Compactness analysis of PCM-based cooling systems for lithium battery-operated vehicles

Abstract

Demand for sustainable transport system is craving for hybrid and electric vehicles with high-power and high-energy electric storage system for increased range of haul. To support such high-power applications, the Li-Ion battery developers’ trends are to formulate batteries with high discharge rate and high ampere rate of up to 100 Ah. Those batteries would suffer from a drastic increase in heat generation rate, which could increase the temperature of the battery above 313 K (40 °C) under the conventional cooling system. Most of the research works proposed direct liquid cooling or liquid cooling plates to attain sufficient cooling for high ampere battery packs. In the present research, the focus is on a hybrid cooling system that is more versatile in providing a flexible cooling mechanism with various design parameters to control the cooling performance for the battery pack.
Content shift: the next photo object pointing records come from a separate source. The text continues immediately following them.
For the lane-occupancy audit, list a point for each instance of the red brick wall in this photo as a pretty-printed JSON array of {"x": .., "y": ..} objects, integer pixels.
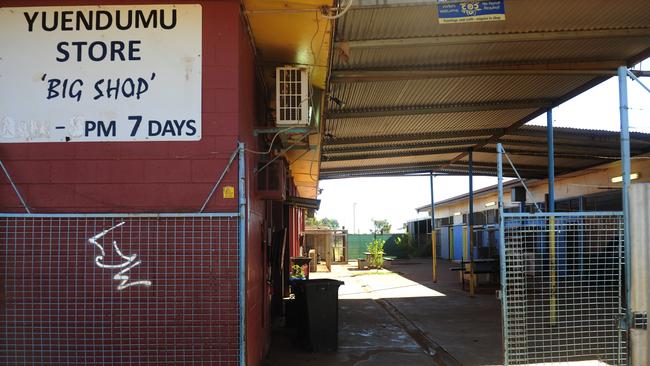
[
  {"x": 163, "y": 176},
  {"x": 141, "y": 176},
  {"x": 257, "y": 288}
]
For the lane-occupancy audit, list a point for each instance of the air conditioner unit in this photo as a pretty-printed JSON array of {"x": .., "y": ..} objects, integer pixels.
[
  {"x": 272, "y": 181},
  {"x": 291, "y": 97}
]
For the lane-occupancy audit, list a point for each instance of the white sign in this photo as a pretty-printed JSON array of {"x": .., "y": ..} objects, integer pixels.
[{"x": 100, "y": 73}]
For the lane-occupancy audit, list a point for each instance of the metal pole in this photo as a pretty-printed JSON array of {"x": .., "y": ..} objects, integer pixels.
[
  {"x": 502, "y": 254},
  {"x": 434, "y": 251},
  {"x": 551, "y": 161},
  {"x": 11, "y": 181},
  {"x": 242, "y": 255},
  {"x": 625, "y": 173},
  {"x": 551, "y": 219},
  {"x": 470, "y": 222},
  {"x": 354, "y": 218}
]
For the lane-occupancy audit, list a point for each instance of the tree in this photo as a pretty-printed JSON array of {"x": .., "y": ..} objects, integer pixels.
[
  {"x": 324, "y": 222},
  {"x": 330, "y": 223},
  {"x": 381, "y": 226}
]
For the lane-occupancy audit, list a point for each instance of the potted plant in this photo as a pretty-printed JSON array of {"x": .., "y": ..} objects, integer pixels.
[{"x": 376, "y": 250}]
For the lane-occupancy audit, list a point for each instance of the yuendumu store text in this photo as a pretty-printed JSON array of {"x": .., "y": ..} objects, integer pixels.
[{"x": 139, "y": 67}]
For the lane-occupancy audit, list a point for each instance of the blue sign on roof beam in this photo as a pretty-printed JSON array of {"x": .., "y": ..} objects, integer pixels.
[{"x": 471, "y": 11}]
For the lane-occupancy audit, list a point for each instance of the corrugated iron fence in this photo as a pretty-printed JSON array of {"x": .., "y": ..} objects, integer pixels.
[
  {"x": 119, "y": 289},
  {"x": 564, "y": 288}
]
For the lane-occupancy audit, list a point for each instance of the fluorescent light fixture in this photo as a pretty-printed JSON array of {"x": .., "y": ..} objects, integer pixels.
[{"x": 619, "y": 179}]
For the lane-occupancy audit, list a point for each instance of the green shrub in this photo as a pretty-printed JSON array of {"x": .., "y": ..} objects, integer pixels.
[
  {"x": 403, "y": 246},
  {"x": 376, "y": 250},
  {"x": 297, "y": 272}
]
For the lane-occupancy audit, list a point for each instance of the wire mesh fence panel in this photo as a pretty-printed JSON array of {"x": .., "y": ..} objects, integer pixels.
[
  {"x": 92, "y": 290},
  {"x": 564, "y": 288}
]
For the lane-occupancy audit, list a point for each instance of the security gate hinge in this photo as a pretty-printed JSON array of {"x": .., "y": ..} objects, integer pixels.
[{"x": 640, "y": 320}]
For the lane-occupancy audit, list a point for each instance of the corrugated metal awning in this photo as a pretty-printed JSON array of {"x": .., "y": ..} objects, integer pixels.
[{"x": 408, "y": 94}]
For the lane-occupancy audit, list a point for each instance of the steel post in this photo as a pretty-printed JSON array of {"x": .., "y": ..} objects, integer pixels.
[
  {"x": 434, "y": 251},
  {"x": 551, "y": 161},
  {"x": 625, "y": 173},
  {"x": 242, "y": 255},
  {"x": 502, "y": 253},
  {"x": 470, "y": 222}
]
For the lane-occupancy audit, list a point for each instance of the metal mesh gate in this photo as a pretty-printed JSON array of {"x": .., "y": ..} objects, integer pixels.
[
  {"x": 564, "y": 280},
  {"x": 111, "y": 289}
]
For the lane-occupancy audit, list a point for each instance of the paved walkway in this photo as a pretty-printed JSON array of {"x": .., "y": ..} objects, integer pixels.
[{"x": 399, "y": 317}]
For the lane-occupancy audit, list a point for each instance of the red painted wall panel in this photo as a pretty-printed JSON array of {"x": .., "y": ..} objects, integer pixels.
[
  {"x": 167, "y": 176},
  {"x": 142, "y": 176}
]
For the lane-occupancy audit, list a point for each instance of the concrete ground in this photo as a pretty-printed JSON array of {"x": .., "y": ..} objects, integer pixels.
[{"x": 399, "y": 317}]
Through computational fluid dynamics simulations, it is understood that it needs 9 mm thickness for pure phase change material (PCM) cooling system to control the temperature within 313 K (40 °C) for the battery with heat generation rate of 30,046 W/m3. The proposed hybrid cooling system can control the temperature within 313 K (40 °C) for battery with heat generation rate of 120,183 W/m3 applying 6 mm thickness of PCM, thus reducing the overall size of the cooling system by 16.3%. It is also predicted that the hybrid cooling system can further improve its performance by increasing the coolant flow rate beyond 2 L/min. Under the 0.5C discharge condition, hybrid cooling can be manageable with zero pumping losses.